Every word other than that of host language will become `<unk>` and `▁` signifies `space character`

Checkout [this notebook](https://drive.google.com/file/d/0B3K0rqnCfC9pbVpSWk9Ndm5raGRCdjV6cGxVN1BGWFhTTlA0/view?usp=sharing)
 by [Amol Mahajan](https://www.linkedin.com/in/amolmahajan0804/) where he uses iNLTK to remove foreign characters from
 [iitb_en_hi_parallel corpus](http://www.cfilt.iitb.ac.in/iitb_parallel/iitb_corpus_download/)

#### Repositories containing models used in iNLTK

| Language | Repository                                                      | Perplexity of Language model | Wikipedia Articles Dataset |   Classification accuracy   |     Classification Kappa score    |
|:--------:|-----------------------------------------------------------------|:----------------------------:|:--------------------------:|:---------------------------:|:---------------------------------:|
|   Hindi  | [NLP for Hindi](https://github.com/goru001/nlp-for-hindi)       |              ~36             |       55,000 articles      |  ~79 (News Classification)  | ~30 (Movie Review Classification) |
|  Punjabi | [NLP for Punjabi](https://github.com/goru001/nlp-for-punjabi)   |              ~13             |       44,000 articles      | ~89 (News Classification)   |     ~60 (News Classification)     |
| Sanskrit | [NLP for Sanskrit](https://github.com/goru001/nlp-for-sanskrit) |              ~6              |       22,273 articles      | ~70 (Shloka Classification) |    ~56 (Shloka Classification)    |
| Gujarati | [NLP for Gujarati](https://github.com/goru001/nlp-for-gujarati) |              ~34             |       31,913 articles      |  ~91 (News Classification)  |     ~85 (News Classification)     |
|  Kannada | [NLP for Kannada](https://github.com/goru001/nlp-for-kannada)   |              ~70             |       32,997 articles      |  ~94 (News Classification)  |     ~90 (News Classification)     |
| Malyalam | [NLP for Malyalam](https://github.com/goru001/nlp-for-malyalam) |              ~26             |       12,388 articles      |  ~94 (News Classification)  |     ~91 (News Classification)     |
|  Nepali  | [NLP for Nepali](https://github.com/goru001/nlp-for-nepali)     |              ~32             |       38,757 articles      |  ~97 (News Classification)  |     ~96 (News Classification)     |
|   Odia   | [NLP for Odia](https://github.com/goru001/nlp-for-odia)         |              ~27             |       17,781 articles      |  ~95 (News Classification)  |     ~92 (News Classification)     |
|  Marathi | [NLP for Marathi](https://github.com/goru001/nlp-for-marathi)   |              ~18             |       85,537 articles      |  ~91 (News Classification)  |     ~84 (News Classification)     |
|  Bengali | [NLP for Bengali](https://github.com/goru001/nlp-for-bengali)   |              ~41             |       72,374 articles      |  ~94 (News Classification)  |     ~92 (News Classification)     |
|   Tamil  | [NLP for Tamil](https://github.com/goru001/nlp-for-tamil)       |              ~20             |       >127,000 articles    |  ~97 (News Classification)  |     ~95 (News Classification)     |

### Contributing

**Add a new language support for iNLTK**

If you would like to add support for language of your own choice to iNLTK,
 please start with checking/raising a issue [here](https://github.com/goru001/inltk/issues)

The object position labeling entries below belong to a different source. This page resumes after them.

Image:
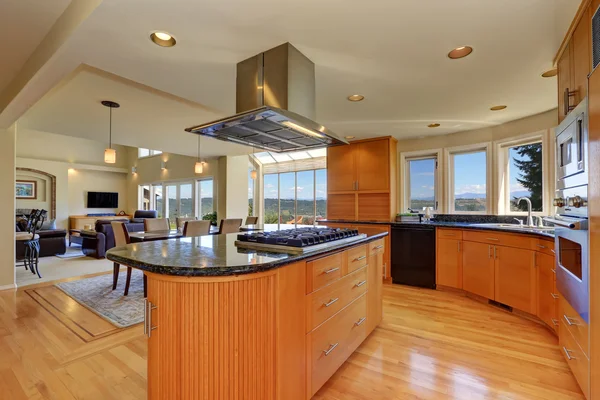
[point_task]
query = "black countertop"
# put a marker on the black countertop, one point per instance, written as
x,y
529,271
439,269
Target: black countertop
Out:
x,y
453,224
211,255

Please checkout the steps I'd [mentioned here for Telugu](https://github.com/goru001/inltk/issues/1)
to begin with. They should be almost similar for other languages as well.

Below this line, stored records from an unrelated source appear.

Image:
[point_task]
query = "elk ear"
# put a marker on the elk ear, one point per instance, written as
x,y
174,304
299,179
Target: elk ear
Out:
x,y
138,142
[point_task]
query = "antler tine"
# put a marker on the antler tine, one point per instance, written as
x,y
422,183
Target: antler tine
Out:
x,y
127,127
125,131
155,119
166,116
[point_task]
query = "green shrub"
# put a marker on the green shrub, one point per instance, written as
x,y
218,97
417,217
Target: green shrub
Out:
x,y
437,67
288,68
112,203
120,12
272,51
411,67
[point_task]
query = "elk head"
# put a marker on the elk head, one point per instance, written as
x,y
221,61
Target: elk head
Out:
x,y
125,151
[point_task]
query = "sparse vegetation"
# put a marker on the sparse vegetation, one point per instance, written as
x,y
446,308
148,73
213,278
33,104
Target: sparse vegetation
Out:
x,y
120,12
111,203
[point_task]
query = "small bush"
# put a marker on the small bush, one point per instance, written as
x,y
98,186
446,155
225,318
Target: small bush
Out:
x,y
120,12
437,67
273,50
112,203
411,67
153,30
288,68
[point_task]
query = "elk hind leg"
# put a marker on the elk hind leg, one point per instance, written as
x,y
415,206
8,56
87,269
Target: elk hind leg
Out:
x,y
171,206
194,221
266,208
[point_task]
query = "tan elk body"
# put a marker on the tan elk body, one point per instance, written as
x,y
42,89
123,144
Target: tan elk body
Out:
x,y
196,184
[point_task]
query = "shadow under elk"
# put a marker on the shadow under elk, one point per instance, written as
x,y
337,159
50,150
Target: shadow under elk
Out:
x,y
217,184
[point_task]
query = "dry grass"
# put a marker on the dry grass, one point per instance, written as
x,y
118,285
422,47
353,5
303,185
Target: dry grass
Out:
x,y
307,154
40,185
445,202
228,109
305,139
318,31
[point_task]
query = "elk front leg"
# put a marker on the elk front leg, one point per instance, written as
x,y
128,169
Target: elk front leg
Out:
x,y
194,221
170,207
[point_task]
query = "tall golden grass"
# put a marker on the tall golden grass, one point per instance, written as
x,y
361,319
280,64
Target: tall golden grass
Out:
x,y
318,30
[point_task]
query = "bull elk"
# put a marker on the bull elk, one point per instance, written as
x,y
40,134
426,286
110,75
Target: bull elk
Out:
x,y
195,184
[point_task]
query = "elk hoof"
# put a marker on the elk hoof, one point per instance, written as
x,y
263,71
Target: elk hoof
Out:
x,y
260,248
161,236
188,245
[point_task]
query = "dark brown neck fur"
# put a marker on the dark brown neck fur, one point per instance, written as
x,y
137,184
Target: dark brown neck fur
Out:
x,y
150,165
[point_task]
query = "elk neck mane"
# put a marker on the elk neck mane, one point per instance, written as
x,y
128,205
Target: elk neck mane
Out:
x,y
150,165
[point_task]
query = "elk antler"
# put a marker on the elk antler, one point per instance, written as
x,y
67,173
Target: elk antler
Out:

**Improving models/Using models for your own research**

If you would like to take iNLTK's models and refine them with your own 
dataset or build your own custom models on top of it, please check out the 
repositories in the above table for the language of your choice. The repositories above 
contain links to datasets, pretrained models, classifiers and all of the code for that.

**Add new functionality**

If you wish for a particular functionality in iNLTK - Start by checking/raising a issue [here](https://github.com/goru001/inltk/issues)

### What's next (and being worked upon)

`Shout out if you want to help :)`

* Add [Tamil](https://github.com/goru001/inltk/issues/2) and [Telugu](https://github.com/goru001/inltk/issues/1) support
* Add function to get_embeddings_for_words, get_embeddings_for_sentences
* Add NER for all the languages
* Add translations - to and from languages in iNLTK + English
* Work on a unified model for all the languages


### What's next - (and NOT being worked upon)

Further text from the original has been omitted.